Soja dispara e supera rentabilidade do boi em 2026
Com alta de 10% em agosto, commodity se valoriza mais que o bezerro, segundo Cepea

O mercado de commodities agrícolas registrou um movimento atípico em agosto, quando a soja não apenas se valorizou como também superou a rentabilidade do bezerro no horizonte de 2026. O grão, negociado em Paranaguá (PR), acumulou alta de 10% entre o final de julho e o último preço praticado no mês passado, segundo dados do Cepea (Centro de Estudos Avançados em Economia Aplicada).
A disparada do preço da soja contrasta com a estabilidade relativa do mercado de gado, onde o bezerro não acompanhou o ritmo de valorização. Enquanto a commodity agrícola subiu 10% em um único mês, o setor pecuário manteve trajetória mais lenta, o que levou analistas a projetar um cenário de realocação de investimentos por parte de produtores rurais. A diferença de performance entre os dois setores chamou atenção de agentes do mercado, que passaram a monitorar de perto a relação entre a rentabilidade da soja e a do boi nos próximos meses.
Para quem depende da agricultura ou da pecuária, a virada de agosto trouxe implicações diretas. Produtores que apostavam na pecuária como alternativa de curto prazo viram a soja se tornar uma opção mais atrativa, especialmente em regiões onde a cultura já é consolidada. A valorização do grão pode incentivar novos plantios ou até mesmo a conversão de áreas antes destinadas à pastagem, dependendo da perspectiva de preços nos próximos trimestres. No entanto, especialistas alertam que a volatilidade do mercado de commodities exige cautela, já que oscilações bruscas são comuns.

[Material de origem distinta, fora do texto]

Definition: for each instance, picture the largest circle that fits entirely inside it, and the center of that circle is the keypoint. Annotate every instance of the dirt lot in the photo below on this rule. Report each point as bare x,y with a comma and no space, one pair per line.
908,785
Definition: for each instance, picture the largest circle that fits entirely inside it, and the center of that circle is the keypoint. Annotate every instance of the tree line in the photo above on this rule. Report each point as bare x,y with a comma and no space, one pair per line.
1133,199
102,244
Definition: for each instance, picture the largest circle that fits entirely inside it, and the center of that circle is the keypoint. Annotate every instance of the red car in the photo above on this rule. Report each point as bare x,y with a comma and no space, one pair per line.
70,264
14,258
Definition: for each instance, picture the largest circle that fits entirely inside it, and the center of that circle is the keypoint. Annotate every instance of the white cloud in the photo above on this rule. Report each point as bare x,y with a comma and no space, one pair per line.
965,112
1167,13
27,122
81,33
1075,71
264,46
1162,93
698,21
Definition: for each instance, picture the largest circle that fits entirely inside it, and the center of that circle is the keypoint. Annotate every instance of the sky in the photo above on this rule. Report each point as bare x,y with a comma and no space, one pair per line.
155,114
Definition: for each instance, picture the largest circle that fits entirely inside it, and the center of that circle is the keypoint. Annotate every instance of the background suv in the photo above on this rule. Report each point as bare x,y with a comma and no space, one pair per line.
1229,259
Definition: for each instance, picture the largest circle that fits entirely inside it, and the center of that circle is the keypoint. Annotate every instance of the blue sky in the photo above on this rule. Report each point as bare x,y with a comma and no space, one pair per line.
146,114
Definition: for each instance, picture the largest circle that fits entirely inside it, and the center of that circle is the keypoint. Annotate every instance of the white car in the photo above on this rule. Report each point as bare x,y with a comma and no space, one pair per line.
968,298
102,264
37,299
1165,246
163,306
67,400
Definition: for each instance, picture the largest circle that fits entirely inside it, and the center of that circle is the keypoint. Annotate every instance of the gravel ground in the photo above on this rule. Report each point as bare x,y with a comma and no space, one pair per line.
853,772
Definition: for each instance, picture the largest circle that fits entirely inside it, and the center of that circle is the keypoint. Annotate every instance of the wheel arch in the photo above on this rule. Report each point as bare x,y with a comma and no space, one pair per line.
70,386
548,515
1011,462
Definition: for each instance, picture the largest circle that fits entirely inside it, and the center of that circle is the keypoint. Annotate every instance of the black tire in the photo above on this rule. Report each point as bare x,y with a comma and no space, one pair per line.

Os números do Cepea mostram que o preço da soja em Paranaguá saltou de R$ 120 por saca no final de julho para R$ 132 no fechamento de agosto. A alta de 10% superou não apenas a rentabilidade do bezerro, como também a de outras commodities agrícolas, como milho e café, que registraram variações menores no mesmo período. O levantamento considerou os valores médios praticados no mercado físico, sem ajustes sazonais.
O movimento reforça a importância de acompanhar de perto os indicadores do agronegócio, setor que responde por cerca de 25% do PIB brasileiro. Enquanto a soja se destaca como um dos principais produtos de exportação do país, a pecuária, embora tradicional, enfrenta desafios como a pressão por sustentabilidade e a concorrência com outros países produtores. A relação entre os dois setores, agora invertida em termos de rentabilidade, deve pautar discussões entre produtores e analistas nos próximos meses.
O que vem pela frente ainda é incerto. Se a soja mantiver o ritmo de valorização, é possível que mais produtores migrem para a cultura, reduzindo a oferta de gado no mercado. Por outro lado, se os preços do grão recuarem, a pecuária pode voltar a ser vista como alternativa. O Cepea deve publicar novas atualizações nos próximos dias, o que pode ajudar a esclarecer se o movimento de agosto foi pontual ou sinaliza uma tendência mais duradoura.